After our walk, I saw a neighbor take in her No Data Center sign. I joked she’d bring out All Hail AI next. She didn’t. But it would be the ultimate signal of how quickly we move and how little we hold.
I have been filming for almost a year about energy.
Fuel agnostic, we call it. All forms. None labeled good or bad. It’s about the people. And the people are all types. All of them.
But being deep in this topic makes you prickly. You realize how little everyone knows about the thing they use every day - let’s be honest, abuse every day - and how ungrateful they are for it.
So a film about the people who provide seems very on-brand for me. A person who has tried to say, always, in the nicest and most creative way:
You are arrogant. You think you know. But you have no clue. And I am going to show you something you think you understand through the lives of people who DO know, because they are on the ground.
Pride is ugly. I don’t like it in other people or in myself.
Pride keeps our shoes on when the rest of the family goes barefoot because we’re thinking what will a passerby think?
Pride is ultimately useless and life-sucking.
And yet…
The people in the energy sector have a pride that is different. Not the life-sucking kind. The motivating kind. The kind that comes from being asked, constantly, by people who know very little, and act like they know everything.
So back to my original question…did you know that scientists, engineers, energy developers, and big tech are trying to bottle the sun…with a big magnet?

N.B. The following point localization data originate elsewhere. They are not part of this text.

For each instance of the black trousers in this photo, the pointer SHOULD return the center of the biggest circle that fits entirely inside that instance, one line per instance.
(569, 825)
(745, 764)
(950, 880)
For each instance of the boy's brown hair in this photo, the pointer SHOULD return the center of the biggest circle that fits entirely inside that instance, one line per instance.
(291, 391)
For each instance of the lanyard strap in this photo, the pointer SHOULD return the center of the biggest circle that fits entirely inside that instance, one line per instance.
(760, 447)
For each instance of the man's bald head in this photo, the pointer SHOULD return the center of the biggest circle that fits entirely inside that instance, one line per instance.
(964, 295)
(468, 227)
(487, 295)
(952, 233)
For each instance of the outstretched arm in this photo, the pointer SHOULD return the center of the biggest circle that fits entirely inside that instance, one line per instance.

A magnetic bottle, they call it - holding superheated plasma in place, keeping it from touching the walls, so that hydrogen atoms can find each other, fuse into helium, and release something massive and clean.
That is what fusion power is (sorta). That is the promise - near-infinite energy, not hinged on natural resources, not borrowed from the earth we are already asking too much of.

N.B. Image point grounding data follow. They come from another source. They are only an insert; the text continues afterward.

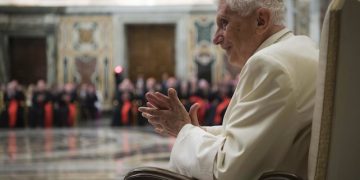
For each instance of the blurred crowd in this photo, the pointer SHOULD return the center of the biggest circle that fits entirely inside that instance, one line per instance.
(65, 106)
(213, 99)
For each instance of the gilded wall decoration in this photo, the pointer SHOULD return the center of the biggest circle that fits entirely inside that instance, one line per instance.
(86, 53)
(206, 58)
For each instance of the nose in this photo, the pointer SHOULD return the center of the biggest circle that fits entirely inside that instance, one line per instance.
(218, 38)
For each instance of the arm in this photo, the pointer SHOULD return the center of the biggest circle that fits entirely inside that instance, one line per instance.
(254, 135)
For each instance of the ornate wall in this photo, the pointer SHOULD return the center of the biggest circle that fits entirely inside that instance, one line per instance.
(85, 53)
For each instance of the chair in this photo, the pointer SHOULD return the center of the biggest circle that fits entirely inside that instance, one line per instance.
(334, 144)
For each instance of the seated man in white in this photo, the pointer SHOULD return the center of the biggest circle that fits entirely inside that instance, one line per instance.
(267, 124)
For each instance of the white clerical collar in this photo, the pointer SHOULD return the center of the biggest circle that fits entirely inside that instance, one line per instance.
(274, 38)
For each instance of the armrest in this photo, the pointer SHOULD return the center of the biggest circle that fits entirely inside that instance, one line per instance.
(279, 175)
(153, 173)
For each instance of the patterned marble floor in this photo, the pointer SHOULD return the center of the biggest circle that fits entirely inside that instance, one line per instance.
(91, 153)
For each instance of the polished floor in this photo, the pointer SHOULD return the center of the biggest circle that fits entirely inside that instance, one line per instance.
(81, 153)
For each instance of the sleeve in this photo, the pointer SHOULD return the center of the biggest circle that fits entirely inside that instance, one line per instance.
(194, 152)
(253, 136)
(257, 134)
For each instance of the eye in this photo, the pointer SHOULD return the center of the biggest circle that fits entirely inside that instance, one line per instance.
(224, 23)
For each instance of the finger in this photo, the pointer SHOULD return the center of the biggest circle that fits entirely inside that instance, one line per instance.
(155, 101)
(155, 122)
(175, 101)
(146, 115)
(193, 114)
(165, 100)
(151, 111)
(148, 104)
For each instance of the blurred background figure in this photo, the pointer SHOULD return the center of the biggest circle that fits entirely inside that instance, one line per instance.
(41, 110)
(14, 101)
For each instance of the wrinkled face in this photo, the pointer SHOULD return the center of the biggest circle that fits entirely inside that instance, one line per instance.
(235, 34)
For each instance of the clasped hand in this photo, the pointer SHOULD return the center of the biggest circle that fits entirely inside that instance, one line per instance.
(167, 114)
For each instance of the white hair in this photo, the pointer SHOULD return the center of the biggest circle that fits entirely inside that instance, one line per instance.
(245, 7)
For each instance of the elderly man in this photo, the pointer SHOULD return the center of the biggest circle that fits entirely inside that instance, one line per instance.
(267, 124)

Some say it will never happen.
Others present flashy materials: Yes. In fact. It will. See here this snazzy PowerPoint.
I am not smart enough to know who is right. But I pause.

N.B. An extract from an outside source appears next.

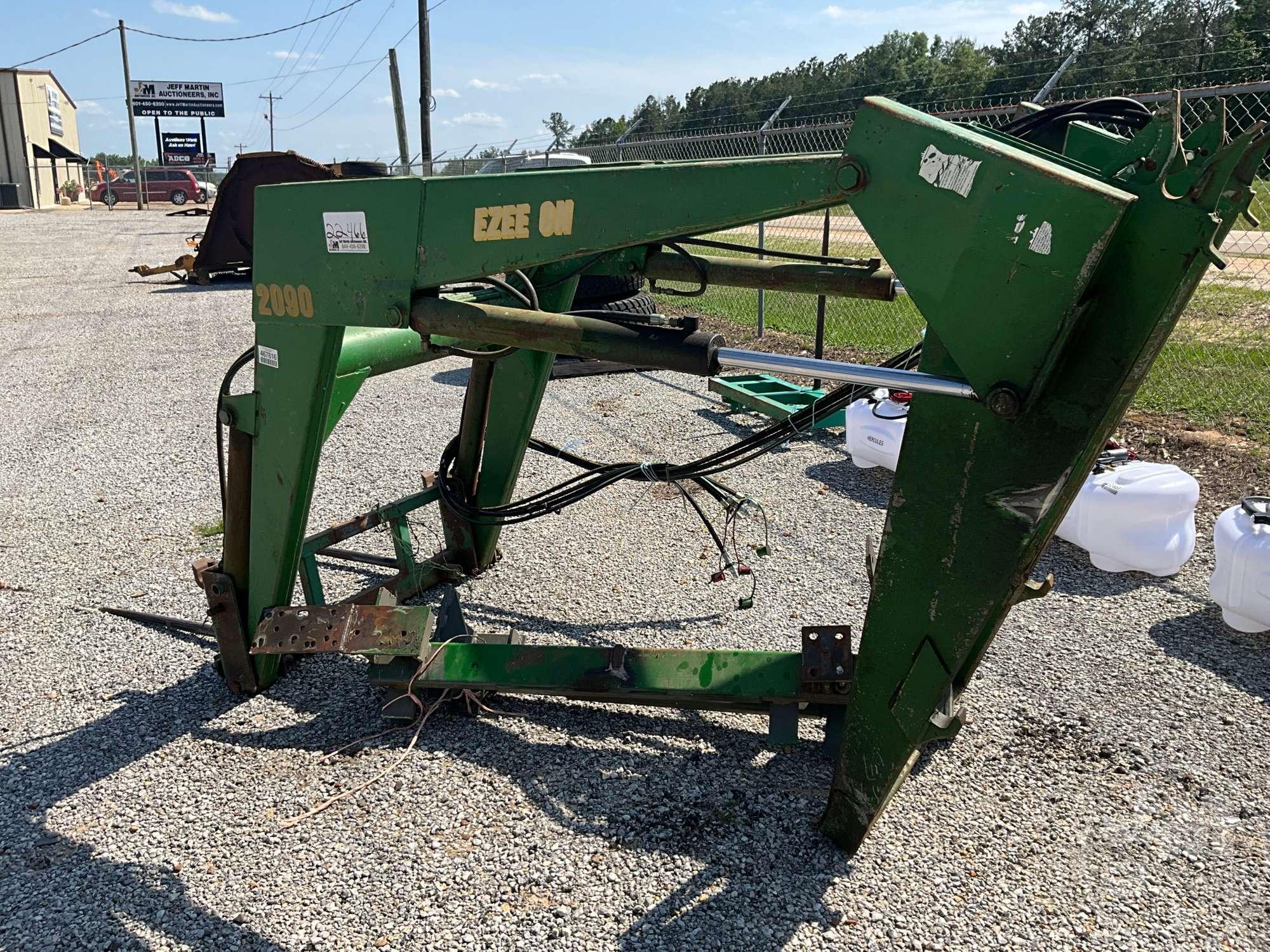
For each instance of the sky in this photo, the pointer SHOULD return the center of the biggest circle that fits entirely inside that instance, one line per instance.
(498, 67)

The sun is unlike any other star. Its power would destroy us entirely if the atmosphere - and all the other complicated things of physics - were to change.
And yet here we are, trying to bottle a star.
So I pause.
Is it pride that makes us think we can hold the sun in a magnetic fist?
Or is it pride to say we can’t?
Today, I took my shoes off in the woods, and immediately my pride subsided.
The squish of yesterday’s rain beneath my feet was a reminder: we did not make the rain fall, and we cannot make the sun shine.